Sunday, 20 March 2011

Ukraine's Chernobyl Cleanup Workers Protest Planned Benefit Cuts

KIEV, Ukraine -- Hundreds of Ukrainians involved in the cleanup of the 1986 Chernobyl nuclear disaster on Wednesday protested the government's plans to cut to their social benefits.
More than 800 demonstrators gathered in front of the Cabinet of Ministers building in the Ukrainian capital Kiev to show their opposition to reductions or outright elimination of their benefits.

Some 700,000 people involved in the cleanup have the status of 'liquidator,' which gives them maximum monthly benefits equivalent to 250 dollars.

The government has proposed cutting the number of people with liquidator status by between one-third and one-half.

Deputy Prime Minister Serhy Tyhypko spoke to the generally peaceful crowd for about five minutes.

'We have heard you, and we will meet with your representatives. Ukraine knows what you have done,' he said.

People in the crowd said they were sceptical of receiving fair treatment from the government.

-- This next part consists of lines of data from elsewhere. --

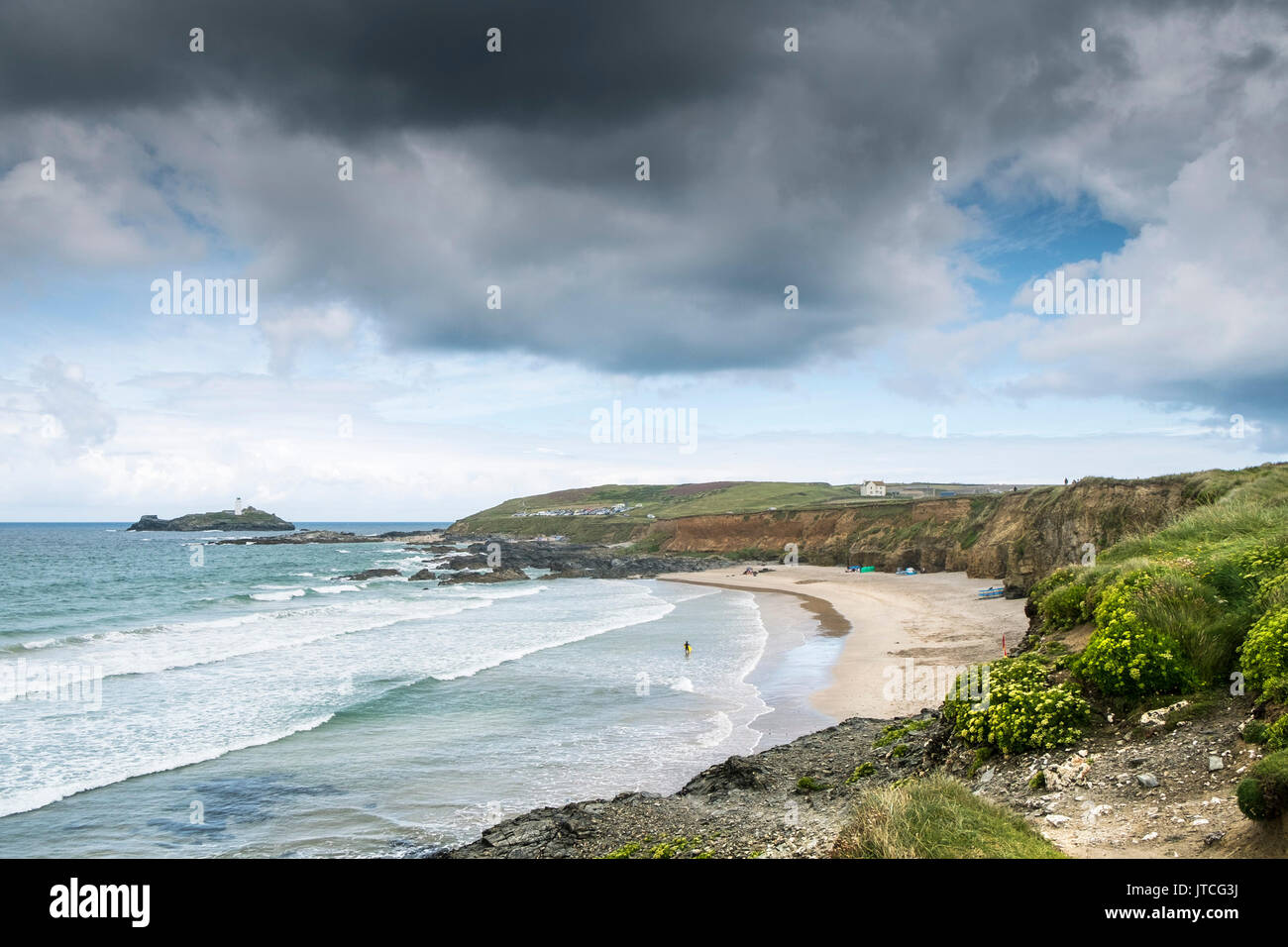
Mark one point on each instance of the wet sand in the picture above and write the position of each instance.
(897, 630)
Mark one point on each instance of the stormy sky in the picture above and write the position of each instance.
(377, 382)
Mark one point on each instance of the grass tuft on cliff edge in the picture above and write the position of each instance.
(936, 817)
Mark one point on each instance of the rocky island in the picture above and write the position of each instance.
(249, 518)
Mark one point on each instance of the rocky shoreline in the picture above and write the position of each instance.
(484, 560)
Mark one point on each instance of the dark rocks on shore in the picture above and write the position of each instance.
(321, 536)
(465, 562)
(579, 561)
(501, 575)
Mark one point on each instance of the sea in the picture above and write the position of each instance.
(165, 696)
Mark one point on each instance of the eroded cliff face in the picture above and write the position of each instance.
(1017, 538)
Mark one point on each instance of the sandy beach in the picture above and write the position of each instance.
(898, 629)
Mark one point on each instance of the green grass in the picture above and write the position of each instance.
(665, 501)
(1263, 793)
(936, 818)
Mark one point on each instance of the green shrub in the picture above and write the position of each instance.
(1020, 709)
(1064, 607)
(936, 818)
(1254, 732)
(1263, 656)
(1207, 629)
(861, 771)
(1126, 656)
(810, 785)
(1263, 793)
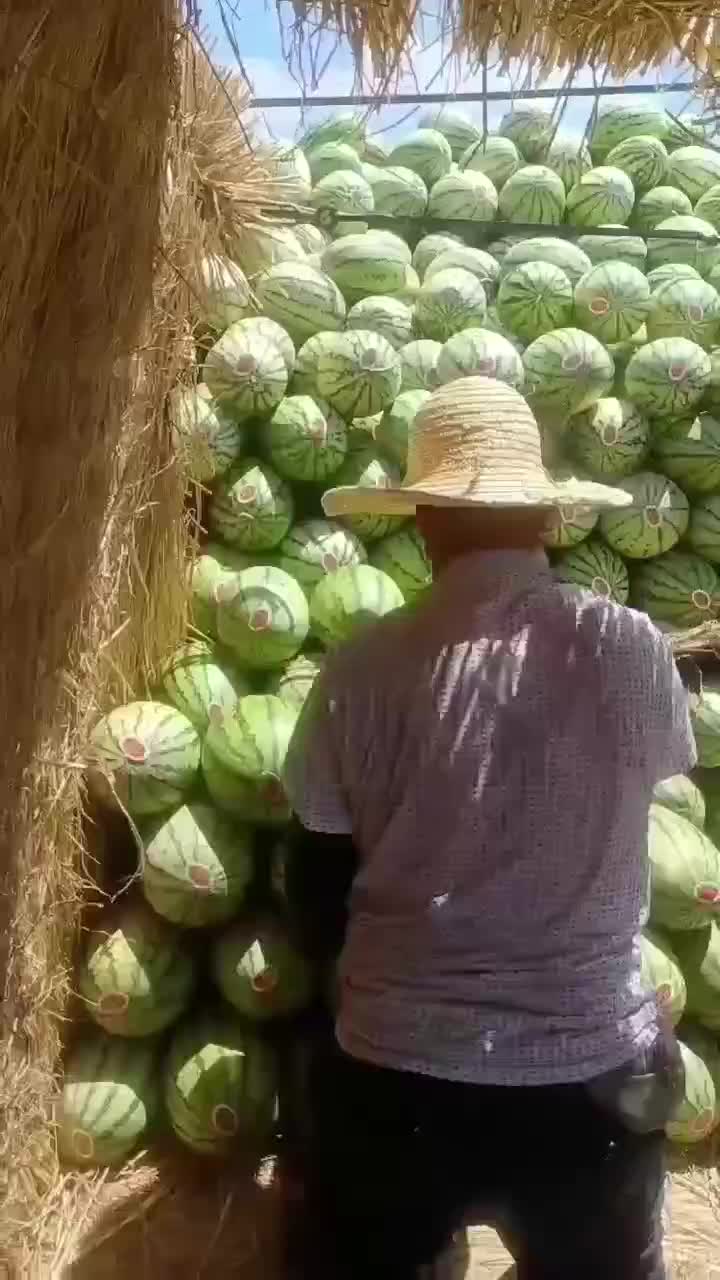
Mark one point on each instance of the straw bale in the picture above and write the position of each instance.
(619, 39)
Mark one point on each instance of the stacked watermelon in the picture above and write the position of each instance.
(318, 346)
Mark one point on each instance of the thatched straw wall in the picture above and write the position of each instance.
(122, 163)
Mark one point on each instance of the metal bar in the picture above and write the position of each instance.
(492, 96)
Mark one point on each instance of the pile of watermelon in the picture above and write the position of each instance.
(319, 343)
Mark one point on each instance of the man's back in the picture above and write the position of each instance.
(493, 754)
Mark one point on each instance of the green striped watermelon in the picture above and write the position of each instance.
(220, 1084)
(703, 529)
(347, 600)
(678, 589)
(613, 301)
(244, 758)
(642, 158)
(136, 977)
(260, 970)
(251, 508)
(595, 567)
(109, 1098)
(261, 616)
(684, 872)
(396, 423)
(566, 370)
(302, 300)
(668, 376)
(196, 865)
(495, 156)
(146, 754)
(610, 439)
(479, 351)
(604, 195)
(306, 440)
(689, 453)
(661, 974)
(534, 298)
(427, 152)
(317, 547)
(655, 521)
(246, 373)
(404, 558)
(201, 684)
(388, 316)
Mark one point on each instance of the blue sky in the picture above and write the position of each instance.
(258, 35)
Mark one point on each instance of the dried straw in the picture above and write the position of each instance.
(123, 161)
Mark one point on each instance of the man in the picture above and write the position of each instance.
(488, 758)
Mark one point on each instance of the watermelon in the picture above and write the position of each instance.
(684, 872)
(251, 508)
(261, 616)
(404, 558)
(395, 425)
(546, 248)
(531, 128)
(678, 589)
(654, 522)
(469, 196)
(346, 600)
(566, 370)
(706, 727)
(668, 376)
(425, 151)
(388, 316)
(495, 156)
(292, 684)
(642, 158)
(534, 298)
(693, 247)
(317, 547)
(596, 568)
(620, 120)
(306, 440)
(601, 196)
(693, 170)
(613, 301)
(661, 974)
(689, 452)
(244, 758)
(226, 292)
(136, 978)
(683, 796)
(109, 1098)
(260, 972)
(473, 260)
(208, 439)
(610, 439)
(201, 684)
(703, 529)
(302, 300)
(399, 192)
(146, 755)
(447, 302)
(479, 351)
(657, 205)
(220, 1084)
(696, 1115)
(246, 373)
(569, 159)
(332, 158)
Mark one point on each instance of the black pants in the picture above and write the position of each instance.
(396, 1161)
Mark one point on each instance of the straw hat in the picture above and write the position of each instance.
(474, 443)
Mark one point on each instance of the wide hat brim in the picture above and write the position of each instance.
(488, 494)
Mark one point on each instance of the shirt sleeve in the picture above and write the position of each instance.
(311, 772)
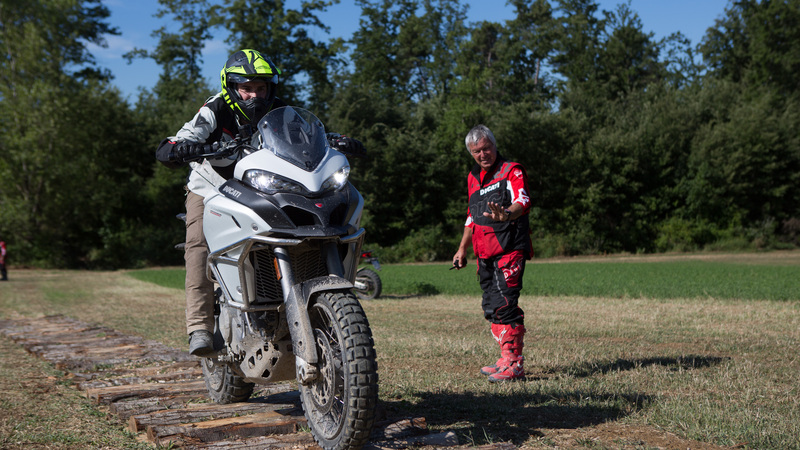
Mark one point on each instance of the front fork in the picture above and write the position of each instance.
(296, 297)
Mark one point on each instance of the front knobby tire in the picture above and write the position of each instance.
(371, 279)
(223, 385)
(340, 404)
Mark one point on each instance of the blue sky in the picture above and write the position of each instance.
(135, 20)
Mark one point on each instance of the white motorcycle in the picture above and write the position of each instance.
(284, 239)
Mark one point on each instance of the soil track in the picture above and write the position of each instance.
(158, 392)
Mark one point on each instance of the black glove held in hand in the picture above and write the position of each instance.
(345, 144)
(190, 151)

'What is happening is that the government is trying to save money, they are trying to economize on us,' said Oleg Goncharov, 40. 'We risked out lives, but that is not important to them.'

Pensions and benefits are often the only income of survivors of the Chernobyl cleanup, who are too sick from radiation exposure to be employed.

A reactor meltdown at the Chernobyl nuclear station on April 26, 1986, spread radiation across Europe and forced the resettlement of more than 300,000 people, most of them in Ukraine and Belarus.

More than 4,000 people are thought to have lost their lives bringing the core of the runaway nuclear reactor under control.